Oggi, in effetti, il debito pubblico è visto negativamente; soprattutto nella pubblicistica viene spesso descritto come una montagna pronta a crollare con inenarrabili danni. Certamente è così quando la sua dimensione è eccessiva. In realtà, nel lungo periodo esaminato, spesso ha svolto una funzione propulsiva in vari settori della vita. Ha consentito di migliorare le condizioni materiali e di sicurezza della popolazione. Il denaro preso a prestito è servito pure a costruire infrastrutture viarie, industriali e sanitarie, a finanziare conflitti ma anche a garantire l’alimentazione e il sostegno di segmenti più fragili della popolazione, ad ampliare il patrimonio artistico e a concedere qualche svago a chi non se lo sarebbe potuto permettere.

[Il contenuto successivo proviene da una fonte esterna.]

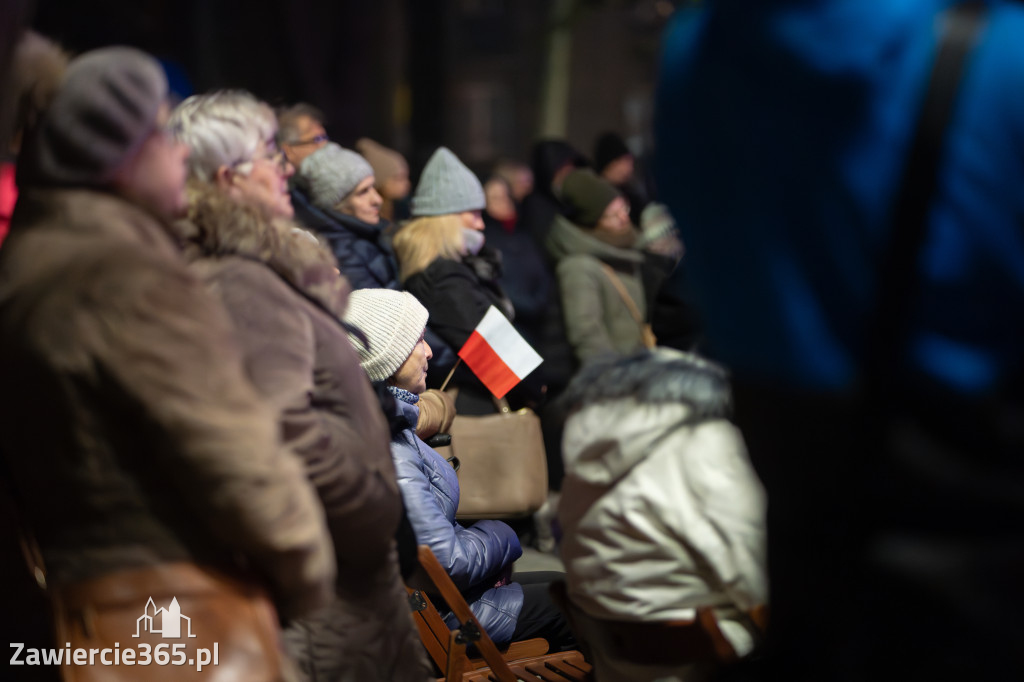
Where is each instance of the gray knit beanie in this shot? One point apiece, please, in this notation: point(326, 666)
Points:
point(103, 111)
point(393, 323)
point(446, 186)
point(332, 172)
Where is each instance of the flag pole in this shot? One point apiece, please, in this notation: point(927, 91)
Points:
point(449, 378)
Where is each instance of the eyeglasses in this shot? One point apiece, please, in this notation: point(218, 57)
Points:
point(276, 158)
point(315, 139)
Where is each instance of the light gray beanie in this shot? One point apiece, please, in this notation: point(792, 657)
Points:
point(393, 323)
point(332, 172)
point(103, 111)
point(446, 186)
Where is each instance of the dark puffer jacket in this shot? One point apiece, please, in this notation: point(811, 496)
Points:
point(458, 294)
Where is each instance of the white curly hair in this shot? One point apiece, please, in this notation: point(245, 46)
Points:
point(222, 128)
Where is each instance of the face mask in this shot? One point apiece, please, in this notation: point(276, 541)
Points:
point(473, 240)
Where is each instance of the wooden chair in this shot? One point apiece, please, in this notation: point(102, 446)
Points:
point(662, 643)
point(520, 661)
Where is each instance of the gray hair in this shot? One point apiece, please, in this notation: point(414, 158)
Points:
point(223, 128)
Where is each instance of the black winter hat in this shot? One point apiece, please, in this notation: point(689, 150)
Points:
point(102, 112)
point(607, 147)
point(587, 196)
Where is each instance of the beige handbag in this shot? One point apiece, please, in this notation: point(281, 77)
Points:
point(646, 333)
point(503, 469)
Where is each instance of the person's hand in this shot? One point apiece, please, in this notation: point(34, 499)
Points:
point(436, 413)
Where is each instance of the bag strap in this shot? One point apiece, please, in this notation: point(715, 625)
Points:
point(621, 288)
point(888, 330)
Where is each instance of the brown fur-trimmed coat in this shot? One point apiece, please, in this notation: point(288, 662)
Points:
point(286, 298)
point(130, 429)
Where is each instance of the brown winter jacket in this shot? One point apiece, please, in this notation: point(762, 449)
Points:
point(132, 433)
point(286, 299)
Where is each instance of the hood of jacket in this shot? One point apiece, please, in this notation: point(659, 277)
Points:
point(567, 240)
point(624, 408)
point(218, 226)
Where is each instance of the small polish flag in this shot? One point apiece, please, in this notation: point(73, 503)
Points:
point(497, 354)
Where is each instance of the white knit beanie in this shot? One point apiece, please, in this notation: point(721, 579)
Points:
point(446, 186)
point(332, 172)
point(393, 323)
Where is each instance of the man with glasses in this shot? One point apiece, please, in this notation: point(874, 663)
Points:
point(300, 132)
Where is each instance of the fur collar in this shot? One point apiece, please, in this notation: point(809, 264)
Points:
point(219, 226)
point(655, 377)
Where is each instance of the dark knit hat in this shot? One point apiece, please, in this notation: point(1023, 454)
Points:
point(104, 109)
point(607, 147)
point(587, 196)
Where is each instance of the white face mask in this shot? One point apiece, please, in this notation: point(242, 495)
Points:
point(473, 240)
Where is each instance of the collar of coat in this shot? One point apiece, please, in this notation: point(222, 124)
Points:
point(218, 226)
point(654, 377)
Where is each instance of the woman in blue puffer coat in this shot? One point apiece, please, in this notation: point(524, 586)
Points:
point(510, 606)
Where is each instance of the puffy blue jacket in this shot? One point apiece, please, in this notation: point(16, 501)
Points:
point(474, 557)
point(782, 128)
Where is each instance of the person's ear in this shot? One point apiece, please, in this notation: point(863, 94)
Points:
point(224, 177)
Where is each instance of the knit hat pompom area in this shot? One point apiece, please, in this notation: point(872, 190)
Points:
point(101, 114)
point(446, 185)
point(393, 324)
point(332, 172)
point(587, 196)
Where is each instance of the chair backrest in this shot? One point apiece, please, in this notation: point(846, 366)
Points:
point(660, 643)
point(524, 659)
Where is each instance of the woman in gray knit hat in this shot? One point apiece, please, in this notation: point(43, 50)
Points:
point(444, 263)
point(510, 606)
point(340, 184)
point(284, 293)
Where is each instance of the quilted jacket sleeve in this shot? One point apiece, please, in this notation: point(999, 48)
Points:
point(470, 555)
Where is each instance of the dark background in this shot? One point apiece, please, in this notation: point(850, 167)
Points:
point(412, 74)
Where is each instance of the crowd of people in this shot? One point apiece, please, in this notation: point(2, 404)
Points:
point(229, 356)
point(227, 341)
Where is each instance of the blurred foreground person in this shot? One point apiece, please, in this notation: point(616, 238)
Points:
point(285, 295)
point(660, 509)
point(145, 464)
point(896, 512)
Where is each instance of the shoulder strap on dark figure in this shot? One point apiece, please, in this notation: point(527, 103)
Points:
point(908, 223)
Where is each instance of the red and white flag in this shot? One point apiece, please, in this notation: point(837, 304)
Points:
point(497, 354)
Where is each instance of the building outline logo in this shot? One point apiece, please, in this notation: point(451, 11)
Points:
point(170, 621)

Tra i mille esempi mi vengono in mente la Napoli dei Viceré spagnoli o la Roma di Sisto IV e quella di Giulio II che sostennero la Renovatio della città con mirabili opere artistiche o di Leone X che cominciò a intervenire nella regolamentazione delle acque per controllare l’impaludamento della pianura Pontina.

Quali vicende ha attraversato il debito pubblico italiano?
Parliamo di centosessanta anni di storia italiana (1861-2020) profondamente diversi dal punto di vista politico-istituzionale e sotto il profilo economico, sociale e culturale. Ho provato a ricostruire il periodo in tre grandi intervalli: l’Italia liberale sino allo scoppio della Grande Guerra, il periodo che va dal 1915 alla caduta del fascismo, infine quello dell’Italia Repubblicana.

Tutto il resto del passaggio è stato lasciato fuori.